BISNISSULAWESI.COM, MAKASSAR – Kepala Eksekutif Pengawas Perbankan OJK, Dian Ediana Rae menyebutkan, dalam rangka penegakan ketentuan dan pelindungan konsumen di bidang Perbankan, Otoritas Jasa Keuangan (OJK) telah mencabut izin usaha tiga Bank Perekonomian Rakyat (BPR) sejak Januari dan Februari 2026.

Tiga BPR yang dicabut izin usahanya tersebut, PT BPR Prima Master Bank yang berkantor pusat di Surabaya, terhitung sejak 27 Januari 2026. Kemudian, Perumda BPR Bank Cirebon terhitung sejak 9 Februari 2026, dan PT BPR Kamadana yang berkantor pusat di Kabupaten Bangli, Provinsi Bali terhitung sejak 18 Februari 2026.

Terkait pemberantasan judi online yang berdampak luas pada perekonomian dan sektor keuangan, Dian mengatakan OJK telah meminta bank melakukan pemblokiran terhadap ±32.556 rekening (sebelumnya: ±32.144 rekening) dari data yang disampaikan Kementerian Komunikasi dan Digital, serta melakukan pengembangan atas laporan tersebut dengan meminta perbankan menutup rekening yang memiliki kesesuaian dengan Nomor Identitas Kependudukan serta melakukan Enhance Due Diligence (EDD).

Sementara itu, secara umum, Dian menyatakan, kinerja intermediasi perbankan tumbuh positif dengan profil risiko terjaga. Pada Januari 2026, kredit tumbuh 9,96 persen yoy menjadi Rp8.557 triliun, meningkat dibandingkan posisi Desember 2025 yang tumbuh 9,63 persen.

Berdasarkan jenis penggunaan, Kredit Investasi tumbuh tertinggi, 22,38 persen, diikuti Kredit Konsumsi 6,58 persen, dan Kredit Modal Kerja 4,13 persen. Berdasarkan kategori debitur, kredit korporasi tumbuh 16,07 persen. Ditinjau dari kepemilikan, kredit bank BUMN tumbuh 13,43 persen yoy.

Porsi produk kredit buy now pay later (BNPL) perbankan tercatat 0,32 persen.

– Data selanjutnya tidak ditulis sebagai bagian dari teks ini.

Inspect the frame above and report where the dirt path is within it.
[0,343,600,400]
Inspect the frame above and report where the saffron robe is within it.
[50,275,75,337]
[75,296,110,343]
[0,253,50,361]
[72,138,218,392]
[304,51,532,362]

Per Januari 2026, baki debet kredit BNPL sebagaimana dilaporkan dalam SLIK, tumbuh 20,15 persen yoy menjadi Rp27,1 triliun, dengan jumlah rekening mencapai 31,23 juta.

Di sisi lain, Dana Pihak Ketiga (DPK) tumbuh 13,48 persen yoy menjadi Rp10.076 triliun. Giro, deposito dan tabungan masing-masing tumbuh 19,75 persen, 12,61 persen, dan 8,27 persen yoy.

Likuiditas industri perbankan tetap memadai, dengan rasio Alat Likuid/Non-Core Deposit (AL/NCD) dan Alat Likuid/Dana Pihak Ketiga (AL/DPK) masing-masing 121,23 persen, dan 27,54 persen. Masih di atas threshold masing-masing 50 persen dan 10 persen. Liquidity Coverage Ratio (LCR) berada di level 197,92 persen.

Sementara itu, kualitas kredit tetap terjaga dengan rasio NPL gross 2,14 persen, dan NPL net 0,82 persen. Loan at Risk (LaR) tercatat 9,01 persen. Secara umum, tingkat profitabilitas bank (ROA) 2,49 persen.

Permodalan (CAR) 25,87 persen, menjadi buffer mitigasi risiko yang kuat di tengah kondisi ketidakpastian global.